La salve d’amendements que nous sommes en train d’examiner a pour objet de lister les missions de service public qui peuvent être assurées par les établissements de santé.
Je partage l’argumentation qui a été fort bien détaillée par MM. Le Menn et Godefroy.
Mon intervention vise à préciser les conditions dans lesquelles les établissements de santé peuvent être appelés à assurer une mission de service public négligée dans notre pays : la santé environnementale.
Notre environnement, compris au sens large, c’est-à-dire en tenant compte non seulement de nos conditions de vie sociales et familiales, mais aussi de la qualité du cadre de vie dans lequel nous évoluons, joue un rôle déterminant sur notre santé.
Le corps humain ne fonctionne pas comme une boîte étanche ; l’état de santé dépend des comportements – alimentation, sédentarité, toxicomanie –, de la situation sociale – situation de famille, conditions de travail, précarité –, de l’environnement – exposition à des nuisances de toutes sortes –, mais aussi de facteurs psychologiques, génétiques ou épidémiologiques.

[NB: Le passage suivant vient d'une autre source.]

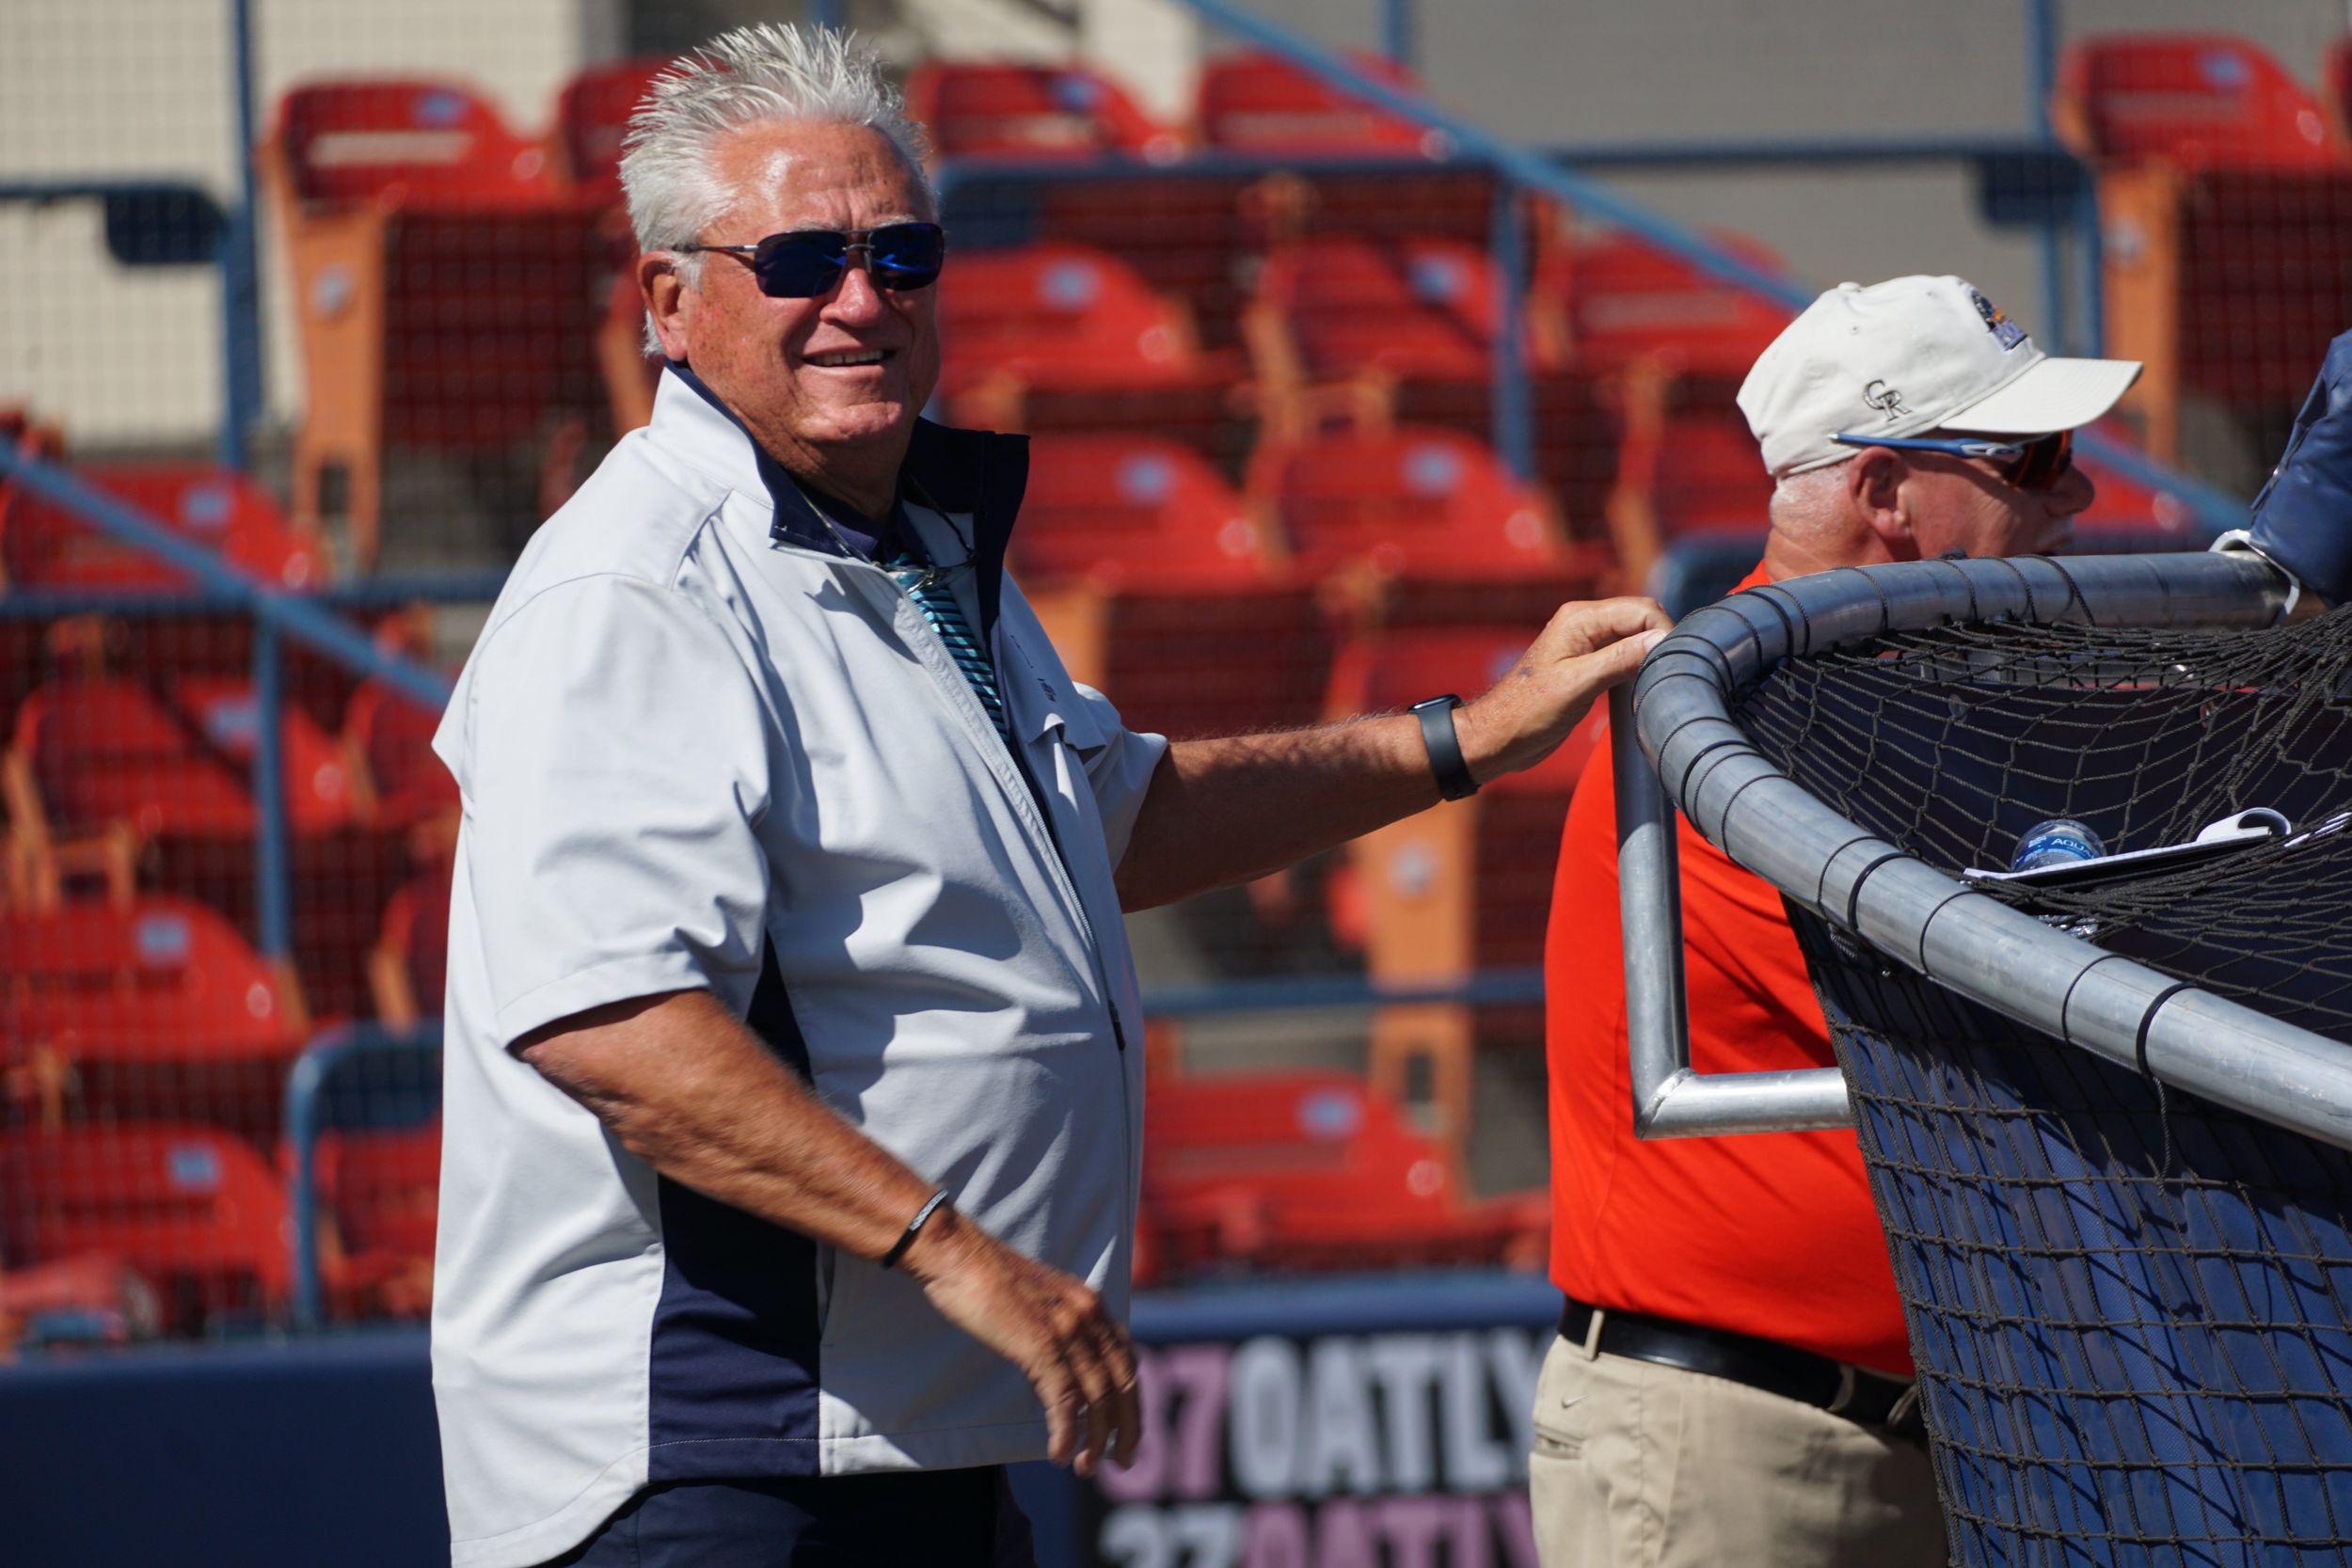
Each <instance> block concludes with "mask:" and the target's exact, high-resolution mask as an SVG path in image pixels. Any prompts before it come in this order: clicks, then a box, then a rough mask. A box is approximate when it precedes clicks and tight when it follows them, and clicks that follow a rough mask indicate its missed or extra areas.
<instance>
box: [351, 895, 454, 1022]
mask: <svg viewBox="0 0 2352 1568" xmlns="http://www.w3.org/2000/svg"><path fill="white" fill-rule="evenodd" d="M367 985H369V992H372V994H374V1001H376V1018H379V1020H381V1023H383V1025H386V1027H390V1030H407V1027H412V1025H416V1023H419V1020H423V1018H440V1016H442V997H445V994H447V990H449V865H447V863H442V865H435V867H433V870H428V872H426V875H421V877H414V879H412V882H407V884H402V886H400V891H397V893H393V896H390V900H388V903H386V905H383V929H381V931H379V933H376V945H374V947H372V950H369V954H367Z"/></svg>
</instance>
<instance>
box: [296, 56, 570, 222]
mask: <svg viewBox="0 0 2352 1568" xmlns="http://www.w3.org/2000/svg"><path fill="white" fill-rule="evenodd" d="M275 143H278V150H280V153H282V158H285V172H287V179H289V181H292V195H294V197H296V200H301V202H322V205H362V202H379V200H393V202H397V200H423V202H482V205H489V207H503V205H510V202H529V200H539V197H543V195H546V193H548V158H546V153H543V150H541V148H539V143H534V141H527V139H522V136H517V134H515V132H510V129H508V127H506V122H503V120H501V118H499V110H496V108H492V106H489V103H485V101H482V99H477V96H475V94H473V92H468V89H466V87H459V85H456V82H423V80H346V82H308V85H303V87H294V89H292V92H287V96H285V99H282V101H280V106H278V132H275Z"/></svg>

À l’hôpital, le corps médical est en prise directe avec les patients souffrant de maladies chroniques, et c’est lors de la phase de diagnostic qu’il est parfois possible de repérer ce qui, dans l’environnement du patient, peut être le facteur déclenchant de sa maladie.
La santé environnementale est une science de terrain qui s’appuie sur des constatations empiriques et sur des témoignages précis.
Par exemple, lorsque des lanceurs d’alerte – des salariés dans une entreprise, ou des médecins du travail – constatent un agrégat de cancers, « un cluster » pour employer le jargon médical, ils ne sont pas toujours pris au sérieux. Pourtant, en mettant en place des mesures simples de dépistage et de prévention, on pourrait réduire considérablement les risques.
Je ne retiendrai qu’un seul exemple, celui de l’usine de vitamines pour animaux Adisseo – anciennement Rhône-Poulenc – à Commentry, dans l’Allier, où vingt-cinq cas de cancers du rein ont été constatés dans un même atelier. Ce n’est qu’en 2001, après trente ans d’exposition des ouvriers, que les mesures de prévention ont été prises.
Le traitement des cancers coûte chaque année 15 milliards d’euros à l’assurance maladie. Ce sont des économies considérables que nous pourrions réaliser, et surtout de nombreuses vies humaines qui pourraient être épargnées si la santé environnementale était enfin placée non pas simplement à la périphérie, mais réellement au cœur de notre système de santé. Les établissements de santé, notamment les hôpitaux publics, sont les mieux placés pour y contribuer.